The sad thing is that it wasn’t my decision to leave, she cut me off and blocked me.
 
I hope this message is allowed as I’m searching for some clarity. I’m not trying to blame or upset anyone, sorry if it might look like this.

I was/am “in a relationship” with someone who has CPTSD, she grew up in a family with NPD. She told me right from the start that she has CPTSD but couldn’t tell me how I could support her. At the moment she ended contact again for the 6 or 7th time. I’m blocked everywhere and I leave her be.

I have read a lot about it on internet but some of her behaviour just doesn’t seem to make sense:
  • On my socials I occasionally add some new friends. She literally does some sort of background check on the female ones (old classmates, neighbour).
  • She found posts on socials in which I was tagged of which I didn’t even know I was tagged in, years ago.
  • She can go from very sweet/caring to cold/arrogant/angry and back again within minutes.
  • One moment she wants kids, the next moment she gets upset if you speak about children. Making statements that she can’t handle kids and don’t want them.
  • She can make very hurtful accusations towards me. You’re a narcissist, you project, you’ve cheated on me, and many more.
  • One time she loves me, the next she hates me.
  • She very seldomly apologizes for accusations or behaviour
  • We live apart from each other.

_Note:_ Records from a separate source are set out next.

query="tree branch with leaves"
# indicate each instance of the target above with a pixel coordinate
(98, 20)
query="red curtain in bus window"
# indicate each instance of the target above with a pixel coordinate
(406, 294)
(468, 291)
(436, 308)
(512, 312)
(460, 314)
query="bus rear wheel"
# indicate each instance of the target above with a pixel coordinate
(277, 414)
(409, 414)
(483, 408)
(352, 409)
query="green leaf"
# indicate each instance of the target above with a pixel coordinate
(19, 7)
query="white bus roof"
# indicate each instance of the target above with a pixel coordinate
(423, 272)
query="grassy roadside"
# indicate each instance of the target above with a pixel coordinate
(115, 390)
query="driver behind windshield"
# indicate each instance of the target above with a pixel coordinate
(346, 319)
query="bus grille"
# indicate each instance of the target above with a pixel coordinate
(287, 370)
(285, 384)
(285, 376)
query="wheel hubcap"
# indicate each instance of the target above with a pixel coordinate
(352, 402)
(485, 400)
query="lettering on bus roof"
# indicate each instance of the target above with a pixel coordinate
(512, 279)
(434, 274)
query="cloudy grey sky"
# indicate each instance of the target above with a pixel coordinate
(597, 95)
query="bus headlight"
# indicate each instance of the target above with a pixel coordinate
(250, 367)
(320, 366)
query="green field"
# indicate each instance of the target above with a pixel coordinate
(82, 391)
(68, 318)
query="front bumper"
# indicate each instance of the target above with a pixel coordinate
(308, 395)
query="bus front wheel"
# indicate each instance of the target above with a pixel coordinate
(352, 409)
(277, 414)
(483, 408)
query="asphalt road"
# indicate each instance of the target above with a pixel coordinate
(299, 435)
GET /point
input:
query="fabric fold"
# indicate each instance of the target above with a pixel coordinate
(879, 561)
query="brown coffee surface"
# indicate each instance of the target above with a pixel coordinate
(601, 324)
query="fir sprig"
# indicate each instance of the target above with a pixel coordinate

When I’m with her, she is very sweet, lovely and seems to be happy. No arguments whatsoever.
  • When we’re not together and we speak via whatsapp, we have an argument at least once or twice a week.
  • It seems that the goal posts move around. One moment we agree something, the next week she has a completely different opinion about the same subject.
More hurtful things have happened like making threats and very hot and cold behaviour. One moment she loves me, I was the best what ever happened to her, gave her wonderful memories. And the next moment she says she felt used, asks me how many victims I made, and more of these painful things.

I’m still very much in love with her but don’t really know how to deal with this. Is this all behaviour I could expect from someone with CPTSD?
Its common for children of Narcissists to have Borderline personality disorder traits, look into it. Its not good that she reacts this way but maybe if she learns about it she can get help for it.
 
More hurtful things have happened like making threats and very hot and cold behaviour. One moment she loves me, I was the best what ever happened to her, gave her wonderful memories. And the next moment she says she felt used, asks me how many victims I made, and more of these painful things.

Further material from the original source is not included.